L'émergence de Slopoly ajoute à d'autres indications que les acteurs malveillants profitent de l'AI pour accélérer le développement et la prolifération d'outils offensifs. L'analyse d'IBM X-Force indique que, bien que ces programmes ne fournissent pas toujours de nouvelles techniques, ce qui change est la vitesse et l'accessibilité: un opérateur avec moins d'expertise peut produire et adapter le code fonctionnel en fractions du temps précédemment requis.
Qu'est-ce que cela signifie pour les organisations et les équipes de sécurité? Premièrement, que les défenses traditionnelles restent pertinentes - segmentation du réseau, sauvegarde régulière et vérifiable, contrôle des exécutables et des correctifs - mais il est maintenant encore plus crucial de renforcer la surveillance du comportement et de la télémétrie. Parmi les mesures spécifiques qui aident à réduire les risques, mentionnons l'activation de l'enregistrement PowerShell avancé et l'inspection des scripts de paramètres, la surveillance des tâches planifiées inhabituelles (comme la création de «Runtime Broker» qui ne provient pas d'une installation légitime), la limitation des permis d'exécution et le contrôle du trafic sortant vers des serveurs C2 suspects. Les solutions EDR et les politiques de filtrage d'évacuation sont particulièrement utiles pour détecter les balises et les canaux de contrôle et de contrôle.

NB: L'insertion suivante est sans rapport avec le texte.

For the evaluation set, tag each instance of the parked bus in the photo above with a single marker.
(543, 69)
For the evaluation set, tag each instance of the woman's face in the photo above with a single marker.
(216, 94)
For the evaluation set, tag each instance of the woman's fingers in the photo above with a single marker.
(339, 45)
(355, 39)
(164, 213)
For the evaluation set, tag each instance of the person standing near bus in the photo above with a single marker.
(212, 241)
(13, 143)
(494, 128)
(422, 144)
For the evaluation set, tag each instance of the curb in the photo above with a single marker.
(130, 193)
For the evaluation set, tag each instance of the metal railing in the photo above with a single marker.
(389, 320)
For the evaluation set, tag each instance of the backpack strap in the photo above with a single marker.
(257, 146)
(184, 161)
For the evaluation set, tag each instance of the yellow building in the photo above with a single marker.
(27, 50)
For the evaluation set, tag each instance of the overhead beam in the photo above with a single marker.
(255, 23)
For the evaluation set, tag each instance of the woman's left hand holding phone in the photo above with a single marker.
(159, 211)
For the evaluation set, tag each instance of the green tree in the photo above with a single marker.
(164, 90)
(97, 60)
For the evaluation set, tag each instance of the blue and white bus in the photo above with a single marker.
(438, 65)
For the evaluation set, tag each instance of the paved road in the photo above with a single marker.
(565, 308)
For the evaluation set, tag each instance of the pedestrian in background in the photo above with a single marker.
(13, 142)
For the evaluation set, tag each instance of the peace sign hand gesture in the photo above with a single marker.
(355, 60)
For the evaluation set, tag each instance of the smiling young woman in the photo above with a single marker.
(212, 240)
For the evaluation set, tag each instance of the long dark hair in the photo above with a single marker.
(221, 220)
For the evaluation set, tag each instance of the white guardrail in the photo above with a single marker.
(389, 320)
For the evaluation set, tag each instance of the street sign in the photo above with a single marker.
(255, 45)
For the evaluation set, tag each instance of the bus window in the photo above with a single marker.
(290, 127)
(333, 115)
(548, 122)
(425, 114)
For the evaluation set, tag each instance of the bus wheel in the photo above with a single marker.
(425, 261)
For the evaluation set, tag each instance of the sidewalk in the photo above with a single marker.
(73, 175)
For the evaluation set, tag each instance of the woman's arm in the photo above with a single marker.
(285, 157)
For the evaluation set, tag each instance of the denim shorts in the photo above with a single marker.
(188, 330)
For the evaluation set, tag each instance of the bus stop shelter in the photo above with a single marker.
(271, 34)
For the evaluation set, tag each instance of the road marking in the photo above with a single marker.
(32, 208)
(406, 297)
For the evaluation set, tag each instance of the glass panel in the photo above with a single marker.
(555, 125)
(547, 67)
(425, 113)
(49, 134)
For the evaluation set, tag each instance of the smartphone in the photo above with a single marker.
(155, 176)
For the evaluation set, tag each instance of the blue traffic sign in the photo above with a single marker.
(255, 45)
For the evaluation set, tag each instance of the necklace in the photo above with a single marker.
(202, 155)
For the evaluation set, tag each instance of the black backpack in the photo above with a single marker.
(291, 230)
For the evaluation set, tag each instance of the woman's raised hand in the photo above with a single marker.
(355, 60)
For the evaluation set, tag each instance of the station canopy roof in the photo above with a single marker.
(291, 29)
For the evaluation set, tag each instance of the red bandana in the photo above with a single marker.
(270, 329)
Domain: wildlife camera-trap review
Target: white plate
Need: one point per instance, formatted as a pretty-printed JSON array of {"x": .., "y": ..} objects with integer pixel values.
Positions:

Au-delà de la réponse technique, ce scénario exige une approche coordonnée entre les entreprises, les fournisseurs de technologie et les régulateurs. Il est nécessaire d'investir dans la détection fondée sur le comportement, de partager des indicateurs d'engagement fiables entre les différentes organisations et d'adapter les processus d'intervention en cas d'incident au nouveau rythme auquel les menaces sont générées. La collectivité de la sécurité peut également bénéficier de cadres et de guides pour la gestion des risques associés à l'IV, comme ceux proposés par les organismes gouvernementaux dans les domaines de la gouvernance et de la gestion des risques technologiques.
Pour poursuivre l'analyse technique et les recommandations d'atténuation, le rapport initial IBM X-Force fournit un dossier détaillé sur la Slovaquie et le contexte connexe: IBM X-Force - Slovaque: début d'attaques de ransomware renforcées par Aiti. Pour un aperçu du risque posé par Ransomware et les bonnes pratiques de protection, l'Agence américaine pour l'infrastructure et la cybersécurité. UU maintient des guides pratiques sur son portail: CISA - Lignes directrices sur les ransomwares. Enfin, pour comprendre la dimension politique et de gestion des risques de l'IV elle-même, le cadre et les recommandations du NIST constituent une ressource utile : NIST - Cadre de gestion des risques de l'IA.
L'arrivée de Slopoly confirme une tendance que les défenseurs ne peuvent se permettre d'ignorer : l'intelligence artificielle non seulement potentialise des solutions légitimes, mais réduit également les obstacles à l'évolution de la criminalité numérique. À la lumière de cela, la réponse doit combiner technologie, meilleures pratiques organisationnelles et coopération entre acteurs publics et privés parce que la vitesse de développement que l'IV permet nécessite la même vitesse de détection, de réponse et de prévention.